The high availability, optimized path switchover in case of server failure will be covered in the “Server Failure Handling” test case.
Test Steps
- Create three volumes with different replication numbers: 1, 2 and 3 for Client Server A.
# For loop to create volumes
for i in {1..3}; do lbcli create volume --project-name=default --name=replica${i}-test-vol --replica-count=$i --size=100GB --acl="acl3"; done
# Check volumes
root@lightos-server00:~ lbcli list volumes | grep replica -test | sort
replica1-test-vol 5354e422-5b53-48d9-98dd-6c48c9edc0c6 Available FullyProtected 9 93 GiB 1 false values:"acl3" None
replica2-test-vol 4f680678-3094-4795-8e98-3bee00750fe2 Available FullyProtected 12 186 GiB 2 false values:"acl3" None
replica3-test-vol cf0d5244-9a4e-4a88-b8e2-facfbc2aa45a Available FullyProtected 11 279 GiB 3 false values:"acl3" None
- On the client server side, use the “nvme list” command to check the new volumes and the multi-path information.
# Check nvme devices
root@client-a:~ nvme list
Node SN Model
Namespace Usage Format FW Rev
---------------- -------------------- ----------------------------------------
--------- -------------------------- ---------------- --------
/dev/nvme0n1 b4649e6a3496d720 Lightbits LightOS 9
100.00 GB / 100.00 GB 4 KiB + 0 B 2.3
/dev/nvme0n2 b4649e6a3496d720 Lightbits LightOS 12
200.00 GB / 200.00 GB 4 KiB + 0 B 2.3
/dev/nvme0n3 b4649e6a3496d720 Lightbits LightOS 11
300.00 GB / 300.00 GB 4 KiB + 0 B 2.3
# Check controller mapping for vol1
root@client-a:~ nvme list-subsys /dev/nvme0n1
nvme-subsys0-NQN=nqn.2016-01.com.lightbitslabs:uuid:e7ba5876-431b-43ca-a7e5-4a0aaae3d1e1
\+
- nvme0 tcp traddr=10.20.130.10 trsvcid=4420 live optimized
+- nvme1 tcp traddr=10.20.130.11 trsvcid=4420 live
+- nvme2 tcp traddr=10.20.130.12 trsvcid=4420 live
# Check controller mapping for vol2
root@client-a:~ nvme list-subsys /dev/nvme0n2
nvme-subsys0-NQN=nqn.2016-01.com.lightbitslabs:uuid:e7ba5876-431b-43ca-a7e5-4a0aaae3d1e1
\+
- nvme0 tcp traddr=10.20.130.10 trsvcid=4420 live optimized
+- nvme1 tcp traddr=10.20.130.11 trsvcid=4420 live inaccessible
+- nvme2 tcp traddr=10.20.130.12 trsvcid=4420 live
# Check controller mapping for vol3
root@client-a:~ nvme list-subsys /dev/nvme0n3
nvme-subsys0-NQN=nqn.2016-01.com.lightbitslabs:uuid:e7ba5876-431b-43ca-a7e5-4a0aaae3d1e1
\+
- nvme0 tcp traddr=10.20.130.10 trsvcid=4420 live optimized
+- nvme1 tcp traddr=10.20.130.11 trsvcid=4420 live inaccessible
+- nvme2 tcp traddr=10.20.130.12 trsvcid=4420 live inaccessible
The “live optimized” path is the primary replication resided path, while “live inaccessible” is the secondary replication resided path.
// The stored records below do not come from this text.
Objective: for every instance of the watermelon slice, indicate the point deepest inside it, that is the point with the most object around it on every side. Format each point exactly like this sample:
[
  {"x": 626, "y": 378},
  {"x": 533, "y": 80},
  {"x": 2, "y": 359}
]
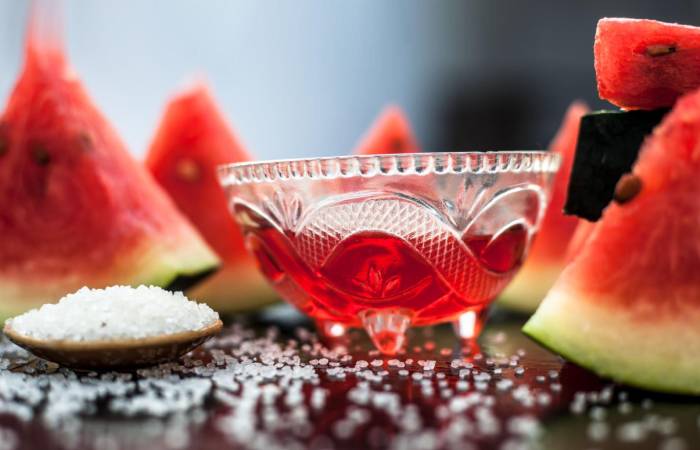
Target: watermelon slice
[
  {"x": 547, "y": 255},
  {"x": 194, "y": 138},
  {"x": 627, "y": 305},
  {"x": 75, "y": 208},
  {"x": 390, "y": 133},
  {"x": 645, "y": 64}
]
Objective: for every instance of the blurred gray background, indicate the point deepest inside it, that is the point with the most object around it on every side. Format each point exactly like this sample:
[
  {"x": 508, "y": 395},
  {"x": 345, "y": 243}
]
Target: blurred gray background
[{"x": 306, "y": 77}]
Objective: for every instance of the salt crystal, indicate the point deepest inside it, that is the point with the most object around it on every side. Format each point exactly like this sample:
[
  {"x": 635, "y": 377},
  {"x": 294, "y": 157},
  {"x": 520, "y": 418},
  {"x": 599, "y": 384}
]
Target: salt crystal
[
  {"x": 116, "y": 312},
  {"x": 598, "y": 431},
  {"x": 631, "y": 432},
  {"x": 675, "y": 443}
]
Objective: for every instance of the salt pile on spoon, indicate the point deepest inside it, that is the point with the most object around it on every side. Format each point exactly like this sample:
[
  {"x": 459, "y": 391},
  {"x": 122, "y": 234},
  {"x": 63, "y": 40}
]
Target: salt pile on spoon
[{"x": 116, "y": 312}]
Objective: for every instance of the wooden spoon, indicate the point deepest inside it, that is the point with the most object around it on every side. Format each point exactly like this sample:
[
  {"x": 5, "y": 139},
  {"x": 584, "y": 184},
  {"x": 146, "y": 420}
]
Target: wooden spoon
[{"x": 117, "y": 353}]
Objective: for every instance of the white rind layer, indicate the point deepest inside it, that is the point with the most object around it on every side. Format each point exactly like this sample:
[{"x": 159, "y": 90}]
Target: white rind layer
[{"x": 657, "y": 354}]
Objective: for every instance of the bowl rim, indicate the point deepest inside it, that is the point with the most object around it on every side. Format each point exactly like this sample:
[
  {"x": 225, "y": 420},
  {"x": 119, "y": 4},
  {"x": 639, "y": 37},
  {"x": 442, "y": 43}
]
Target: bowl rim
[{"x": 388, "y": 164}]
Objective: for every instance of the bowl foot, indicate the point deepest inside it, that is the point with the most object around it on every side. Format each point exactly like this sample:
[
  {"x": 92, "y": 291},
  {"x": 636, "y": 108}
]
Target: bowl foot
[
  {"x": 386, "y": 328},
  {"x": 332, "y": 334},
  {"x": 468, "y": 327}
]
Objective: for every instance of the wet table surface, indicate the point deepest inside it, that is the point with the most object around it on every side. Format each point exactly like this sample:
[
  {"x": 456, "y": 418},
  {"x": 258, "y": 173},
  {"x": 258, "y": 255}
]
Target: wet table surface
[{"x": 268, "y": 383}]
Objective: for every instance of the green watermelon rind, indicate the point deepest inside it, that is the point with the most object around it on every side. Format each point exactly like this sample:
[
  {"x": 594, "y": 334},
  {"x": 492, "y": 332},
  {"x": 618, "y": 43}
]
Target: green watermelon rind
[{"x": 601, "y": 339}]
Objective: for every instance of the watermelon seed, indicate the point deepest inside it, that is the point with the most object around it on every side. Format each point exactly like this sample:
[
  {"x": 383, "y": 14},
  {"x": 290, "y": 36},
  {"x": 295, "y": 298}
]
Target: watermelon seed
[
  {"x": 187, "y": 170},
  {"x": 661, "y": 50},
  {"x": 40, "y": 155},
  {"x": 627, "y": 188},
  {"x": 84, "y": 141}
]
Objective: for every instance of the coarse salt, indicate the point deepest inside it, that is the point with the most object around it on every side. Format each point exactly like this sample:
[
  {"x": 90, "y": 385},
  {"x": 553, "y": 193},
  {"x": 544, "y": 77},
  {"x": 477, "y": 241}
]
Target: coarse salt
[{"x": 116, "y": 312}]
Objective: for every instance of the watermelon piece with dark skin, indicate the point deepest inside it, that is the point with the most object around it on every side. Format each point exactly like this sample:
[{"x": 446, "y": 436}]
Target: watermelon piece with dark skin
[
  {"x": 192, "y": 140},
  {"x": 627, "y": 305},
  {"x": 547, "y": 255},
  {"x": 75, "y": 208},
  {"x": 608, "y": 145},
  {"x": 645, "y": 64},
  {"x": 390, "y": 133}
]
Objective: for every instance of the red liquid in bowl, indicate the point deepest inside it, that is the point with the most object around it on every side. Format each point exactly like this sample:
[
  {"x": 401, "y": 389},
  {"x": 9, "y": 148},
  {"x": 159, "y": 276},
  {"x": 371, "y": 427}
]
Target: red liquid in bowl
[{"x": 369, "y": 271}]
The replication number of the volume can also be reflected in this multi-path information. For example, three replication volumes have three paths total.
- In the client server, use FIO to generate the write IO to these three volumes separately, and monitor the network traffic in these three Lightbits storage servers to verify whether the replication worked as expected. For example, use the Linux tool “nload” - running in the three storage servers - to monitor the data traffic.
The following is an example of a single replication volume IO traffic - with only incoming data IO in the primary path (MB or KB level traffic is the ACK or management IO).

The following is an example of a two replication volume IO traffic. In the primary path, in addition to the incoming traffic, there is also the same bandwidth outgoing traffic, which is for replicated data. And in the other secondary path, there is incoming data traffic.

The following is an example of a three replication volume IO traffic. In the primary path, the outgoing traffic is almost double that of the incoming traffic. This is because it needs to replicate the data IO to the other two secondary paths. The two secondary paths have the same incoming traffic bandwidth as the primary path.